The Julie Ruin

Run Fast

(Dischord; 2013)

By Maura McAndrew | 14 October 2013

“What happens when you’re not twenty but forty-one / And you have to sink in to the you, you’ve now become / Will the teenage sneer you cultivated / Sneer back at you and make you feel so hated?” This verse, from “Goodnight Goodbye” off of the Julie Ruin’s Run Fast, could be a direct descriptor for the record itself, both in impetus and content. As Kathleen Hanna’s first album in nine years, and one produced while she was struggling with Lyme disease, Run Fast is the work of someone taking stock. Hanna is evaluating what came before, while also attempting to “sink in” to the artist she has become. The result is 110% a Kathleen Hanna record (in spite of a few contributions from bandmate Kenny Mellman), riot grrrl Hanna and party girl Hanna and teenaged Hanna and middle-aged Hanna, all mixed together and tossed like confetti. Run Fast has many moments of darkness, but ultimately it’s a celebration: of growing up, of surviving, of wading through shit and coming out the other side.
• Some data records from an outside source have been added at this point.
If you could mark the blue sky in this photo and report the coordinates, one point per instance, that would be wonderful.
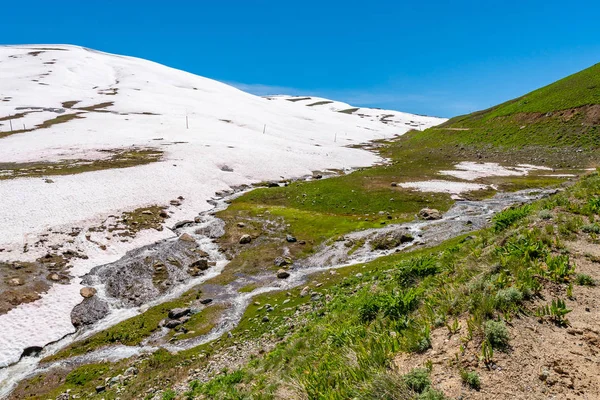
(430, 57)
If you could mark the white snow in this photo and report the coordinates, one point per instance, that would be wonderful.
(225, 128)
(441, 186)
(470, 170)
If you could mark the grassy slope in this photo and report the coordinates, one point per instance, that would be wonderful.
(320, 210)
(537, 118)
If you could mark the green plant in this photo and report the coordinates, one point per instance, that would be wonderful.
(418, 379)
(559, 268)
(555, 311)
(471, 379)
(431, 394)
(169, 394)
(584, 280)
(509, 297)
(496, 333)
(506, 218)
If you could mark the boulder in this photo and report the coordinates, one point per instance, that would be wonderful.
(281, 262)
(186, 237)
(87, 292)
(201, 264)
(245, 239)
(290, 239)
(179, 312)
(89, 311)
(283, 274)
(429, 214)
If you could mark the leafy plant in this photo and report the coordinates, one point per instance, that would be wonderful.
(584, 280)
(555, 311)
(559, 268)
(471, 379)
(496, 333)
(418, 379)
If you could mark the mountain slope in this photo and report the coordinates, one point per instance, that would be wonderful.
(86, 136)
(564, 113)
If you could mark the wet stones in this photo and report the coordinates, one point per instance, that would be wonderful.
(245, 239)
(89, 311)
(282, 261)
(290, 239)
(283, 274)
(87, 292)
(186, 237)
(179, 312)
(429, 214)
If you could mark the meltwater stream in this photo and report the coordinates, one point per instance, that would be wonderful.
(463, 217)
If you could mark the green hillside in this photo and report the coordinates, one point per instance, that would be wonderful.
(564, 113)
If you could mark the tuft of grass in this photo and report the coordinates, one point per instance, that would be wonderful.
(418, 379)
(496, 333)
(584, 280)
(471, 379)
Though it retains the same name as Hanna’s 1997 solo project, the new Julie Ruin finds Hanna with a five-person band, including Kenny Mellman, who co-wrote the record, and Hanna’s Bikini Kill bandmate Kathi Wilcox. The band is tight and somewhat innocuous, backing Hanna’s strong-as-ever vocals with pulsing synths and dark shards of guitar. There are shades of Le Tigre here, but Run Fast is more of a rock record—not as gritty as Bikini Kill but retaining a certain dark sparseness. Though some of Run Fast’s more introspective songs are downright restrained, particularly “Goodnight Goodbye” and the fantastically catchy, James Murphy-produced love song “Just My Kind,” Hanna remains unafraid to be the loud girl at the party. She’s most memorable at her most aggressive, as on the stupidly catchy kiss-off “Ha Ha Ha” when she pummels us over and over: “Ha ha ha ha Armageddon!” The record’s only missteps occur when Mellman takes the mic, particularly on his own song, “South Coast Plaza,” a lyrically sharp coming of age song that suffers from his fumbling delivery and a flat melody. Though it’s just one song, “South Coast Plaza” has the unfortunate effect of diluting Run Fast’s B-side; it’s a detour that removes us, however briefly, from Hanna’s live-wire energy.

As is clear in songs like “Ha Ha Ha,” and the almost desperately manic “Party City,” Run Fast is, like most of Hanna’s work, raucous and upbeat and fun to listen to. It’s a very good record in terms of pure melody, variety and exuberance, but turn to the lyrics and you also have an interesting portrait of an artist coming to grips with aging and a somewhat awkward legacy—as Hanna recently explained to Kim Gordon in Bust, “I don’t have any money, and everybody is telling me what an icon I am.” Run Fast is surely the result of Hanna’s creative desire to return to music, but it’s also a reminder that she is, in fact, a working musician. This is her career, and now that—as Hanna put it in Bust, “I lived”—it’s time to get back to it.

As expected, Hanna’s recent health problems—a long struggle and eventual diagnosis of Lyme disease—come up implicitly in places (“Goodnight Goodbye” and “Stop Stop,” where Hanna wails, “Oh God I’m getting so tired / I can’t breathe and I know I’m gonna die now”), and elsewhere there’s a clear desire to reflect. This is clear on “Kids in NY” a somewhat half-hearted attempt to pass the buck to a new generation, claiming, winkingly, “Nostalgia’s so passé,” as well as “Girls Like Us” and the fantastic “Run Fast,” album-closing anthems sure to please any Bikini Kill fan. Backed by a chintzy ’80s synth, “Girls Like Us” runs down a list of characteristics beginning with the somehow perfect “Girls like us like cotton candy, plastic handbags, alcohol.” “Run Fast” goes further to provide an abbreviated summary of Hanna’s own youth—or at least that of a girl like her. “We smoked pin joints under fluorescent lights / And wore shorts at the beach just to hide our thighs,” she sings, before jumping ahead: “Years later we’d be told that we weren’t real punks / By boys in bands who acted like our dads when they were drunk.”

It’s not that the words or the sentiment of “Run Fast” is so new, but to hear the passion with which Hanna shouts them, it’s clear she still feels the pain from these wounds, as should we all, even after she’s gone. Thankfully, Run Fast is not likely to be Hanna’s swan song. But it’s certainly a worthwhile place to start her career afresh if she chooses, free to move forward after so much time spent searching, archiving, and summing up the past.